Furthermore, the committee has recommended four additional indication extensions for known cancer drugs and immunomodulators: Keytruda, Olumiant, Scemblix y StellarAlthough the specific details of each expansion are not broken down in the statement, these decisions usually respond to new evidence that demonstrates its usefulness in other types of tumors, inflammatory diseases or subgroups of patients that were previously excluded from the technical data sheet.
Taken together, these extensions allow treatments previously limited to certain indications to be offered to a greater number of patients within the EU, taking advantage of the accumulated experience and the safety and efficacy data obtained after its use in clinical practice.
The CHMP's February decision package reflects a broad movement in which the EMA strengthens its regulatory role both in Europe and in resource-limited settings.

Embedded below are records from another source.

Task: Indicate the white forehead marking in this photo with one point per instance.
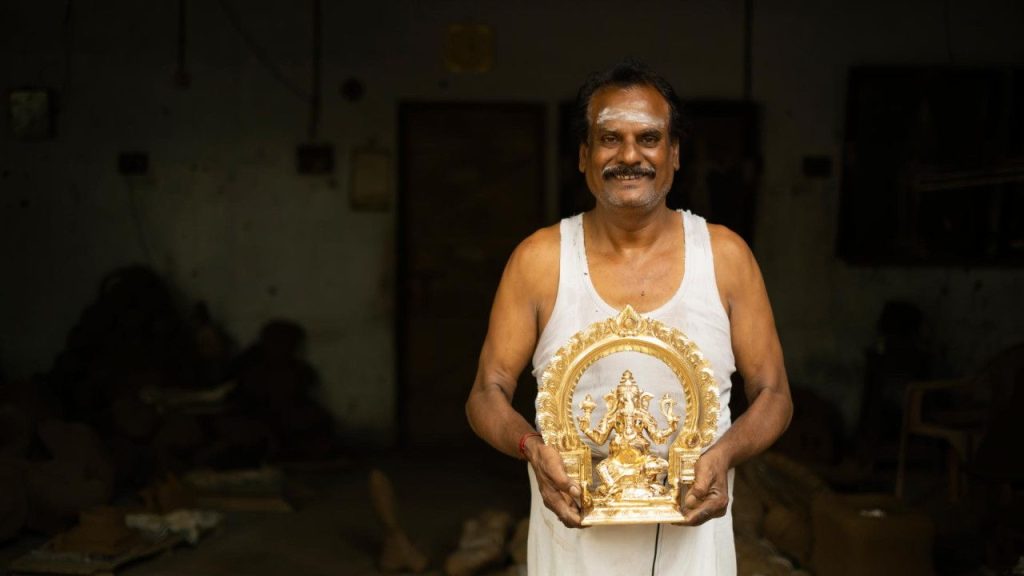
(628, 114)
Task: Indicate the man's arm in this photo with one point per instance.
(759, 359)
(529, 283)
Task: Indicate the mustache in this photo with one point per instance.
(628, 171)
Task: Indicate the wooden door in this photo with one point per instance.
(471, 189)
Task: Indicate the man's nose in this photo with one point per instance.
(629, 153)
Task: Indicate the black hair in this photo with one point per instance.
(625, 74)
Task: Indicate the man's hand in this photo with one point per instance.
(560, 494)
(709, 496)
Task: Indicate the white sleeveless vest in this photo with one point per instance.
(695, 310)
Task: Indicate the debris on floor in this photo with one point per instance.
(397, 553)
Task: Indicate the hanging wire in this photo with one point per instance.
(259, 53)
(314, 97)
(948, 27)
(136, 217)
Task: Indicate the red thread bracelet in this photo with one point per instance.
(522, 443)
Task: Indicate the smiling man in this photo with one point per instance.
(670, 265)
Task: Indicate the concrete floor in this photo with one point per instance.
(334, 530)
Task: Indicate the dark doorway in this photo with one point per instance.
(471, 189)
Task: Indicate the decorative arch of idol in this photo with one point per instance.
(632, 485)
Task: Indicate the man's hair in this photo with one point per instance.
(623, 75)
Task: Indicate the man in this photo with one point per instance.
(632, 249)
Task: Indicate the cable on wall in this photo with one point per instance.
(259, 52)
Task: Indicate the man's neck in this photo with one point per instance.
(627, 231)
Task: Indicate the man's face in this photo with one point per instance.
(629, 159)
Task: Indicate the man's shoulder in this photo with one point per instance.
(536, 260)
(540, 247)
(727, 246)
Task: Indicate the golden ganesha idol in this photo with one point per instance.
(632, 485)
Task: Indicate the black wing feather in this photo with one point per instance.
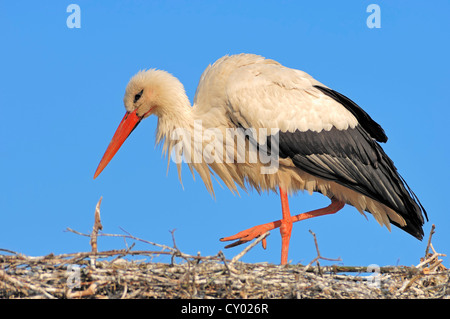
(372, 127)
(353, 159)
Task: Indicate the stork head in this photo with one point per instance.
(148, 92)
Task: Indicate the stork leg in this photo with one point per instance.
(285, 225)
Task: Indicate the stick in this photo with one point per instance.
(256, 242)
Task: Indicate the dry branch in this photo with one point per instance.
(117, 274)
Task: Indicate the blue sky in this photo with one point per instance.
(61, 95)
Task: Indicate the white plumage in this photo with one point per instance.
(326, 142)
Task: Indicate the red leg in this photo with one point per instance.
(285, 225)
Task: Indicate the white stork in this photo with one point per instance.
(326, 143)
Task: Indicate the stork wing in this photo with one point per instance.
(324, 133)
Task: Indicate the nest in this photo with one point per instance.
(131, 274)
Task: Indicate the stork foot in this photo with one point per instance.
(251, 233)
(285, 226)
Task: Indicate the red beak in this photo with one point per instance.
(126, 126)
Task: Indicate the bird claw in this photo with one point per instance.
(247, 235)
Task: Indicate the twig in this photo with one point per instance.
(94, 234)
(429, 240)
(318, 256)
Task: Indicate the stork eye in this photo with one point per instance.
(138, 96)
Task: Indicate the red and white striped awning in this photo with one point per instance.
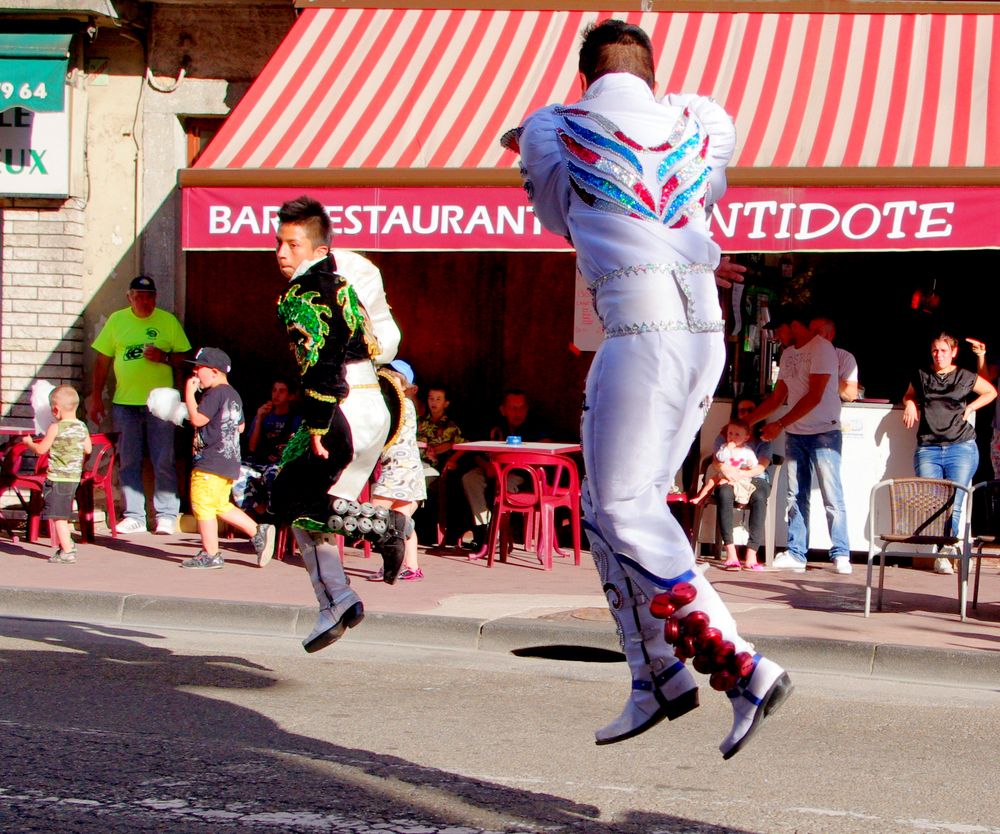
(412, 88)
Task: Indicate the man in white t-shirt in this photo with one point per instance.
(808, 382)
(847, 365)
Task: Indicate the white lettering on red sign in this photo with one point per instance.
(382, 220)
(861, 221)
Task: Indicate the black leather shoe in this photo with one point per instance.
(329, 631)
(392, 560)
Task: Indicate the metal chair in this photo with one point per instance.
(920, 511)
(983, 533)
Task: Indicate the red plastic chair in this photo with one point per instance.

The recommendation of 12 new drugs, the approval of a combined mRNA vaccine against influenza and Covid-19, the arrival of therapies for pediatric cancer and rare diseases, along with the expansion of indications for several key medications and the introduction of biosimilars, create a scenario in which treatment options are expanding for millions of patients, always under the premise of rigorously evaluating the balance between benefits and risks.